A recreational projectile is provided, which in one embodiment displays rotational motion imparted when the projectile is thrown, similar to the motion of a turning screw. The recreational projectile comprises a strip of resilient plastic coiled into a compressible helix at an angle of helical advancement sufficient to prevent adjacent windings of the coiled strip from overlapping each other when in an uncompressed state.

Description

FIELD OF THE INVENTION

The invention described herein relates generally to the field of recreational objects. More particularly, this invention relates to recreational projectiles. When effectively thrown, one embodiment of the recreational projectile of the present invention simulates the motion of a turning screw.

DESCRIPTION OF THE PRIOR ART

Many games incorporate balls or other projectiles. Some games depend on accuracy in throwing and catching balls. The requirement of accuracy necessarily means that a player must learn how best to grasp and throw the ball, if the player is to master the game. Simply observing the flight path of a properly thrown projectile does not normally provide appropriate feedback information to meaningfully improve a player's technique. Accordingly, to master such games often takes a relatively long period of time, since improvement results only after long hours of trial-and-error, together with empirical observations using various throwing techniques.

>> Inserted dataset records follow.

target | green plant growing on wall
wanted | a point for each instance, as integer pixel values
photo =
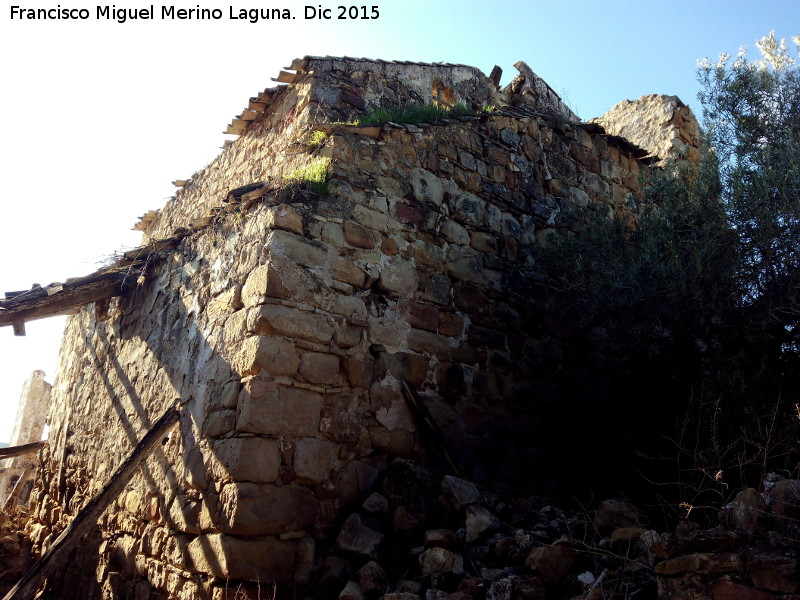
(317, 139)
(413, 113)
(312, 177)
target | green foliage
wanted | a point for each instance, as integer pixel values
(703, 295)
(413, 113)
(317, 139)
(313, 176)
(658, 279)
(752, 118)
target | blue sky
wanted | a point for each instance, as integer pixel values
(98, 117)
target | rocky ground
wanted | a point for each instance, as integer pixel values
(420, 538)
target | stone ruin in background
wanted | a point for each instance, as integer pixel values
(287, 322)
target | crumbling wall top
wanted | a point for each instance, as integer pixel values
(661, 124)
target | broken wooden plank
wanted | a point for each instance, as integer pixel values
(369, 131)
(10, 451)
(19, 485)
(57, 554)
(257, 106)
(285, 77)
(71, 297)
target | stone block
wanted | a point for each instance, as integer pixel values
(454, 233)
(344, 270)
(428, 256)
(358, 538)
(318, 367)
(410, 215)
(332, 234)
(285, 411)
(464, 264)
(483, 242)
(298, 249)
(460, 492)
(429, 342)
(284, 217)
(438, 560)
(389, 246)
(219, 423)
(398, 277)
(371, 219)
(274, 355)
(265, 509)
(227, 557)
(552, 562)
(314, 459)
(437, 290)
(420, 316)
(248, 459)
(373, 578)
(404, 365)
(748, 510)
(773, 571)
(346, 336)
(511, 227)
(273, 319)
(396, 443)
(396, 416)
(352, 591)
(705, 563)
(426, 187)
(358, 236)
(480, 522)
(450, 324)
(469, 209)
(263, 282)
(355, 481)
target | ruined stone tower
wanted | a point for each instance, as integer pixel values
(286, 320)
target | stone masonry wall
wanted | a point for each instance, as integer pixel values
(286, 328)
(28, 427)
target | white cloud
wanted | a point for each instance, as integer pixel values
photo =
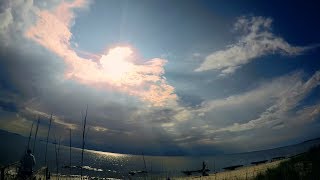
(286, 99)
(257, 40)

In particular, footballs and football-shaped objects are frequently used for recreation in the United States. However, conventional footballs are very difficult to hold or throw properly. The ellipsoidal shape of a football requires that a football be thrown lengtwise rather than crosswise in order to cover the most distance in the least time. To optimize the throwing of a football, the football should be released such that a rotational spin, around the football's longitudinal axis, is imparted to the football. Therefore, an effectively thrown football will spin through the air, without wobbling, in its intended, most direct flight path.

However, conventional footballs have a solid surface and color. Therefore, even the keenest observer of a football in flight will be prevented from determining whether and to what extent rotational spin has been imparted to the thrown football.

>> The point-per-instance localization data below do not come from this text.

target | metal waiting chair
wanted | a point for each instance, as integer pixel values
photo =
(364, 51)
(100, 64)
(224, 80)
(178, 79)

U.S. Pat. No. 4,003,574 to MacDonald, et al., discloses a football-shaped projectile. A plurality of weights are symmetrically placed in the outer wall of the projectile. The weights are intended to give the projectile greater rotational stability. The projectile also includes a longitudinal Venturi-like nozzle passage to eliminate drag on the projectile. However, the MacDonald projectile appears to be as difficult to grasp and maneuver as a conventional football. In fact, the added weights no doubt make the projectile heavier and therefore possibly more difficult to grasp and throw. The MacDonald projectile is similar in appearance to conventional footballs. Therefore, an observer will not be able to ascertain whether the MacDonald projectile is rotating most effectively when thrown.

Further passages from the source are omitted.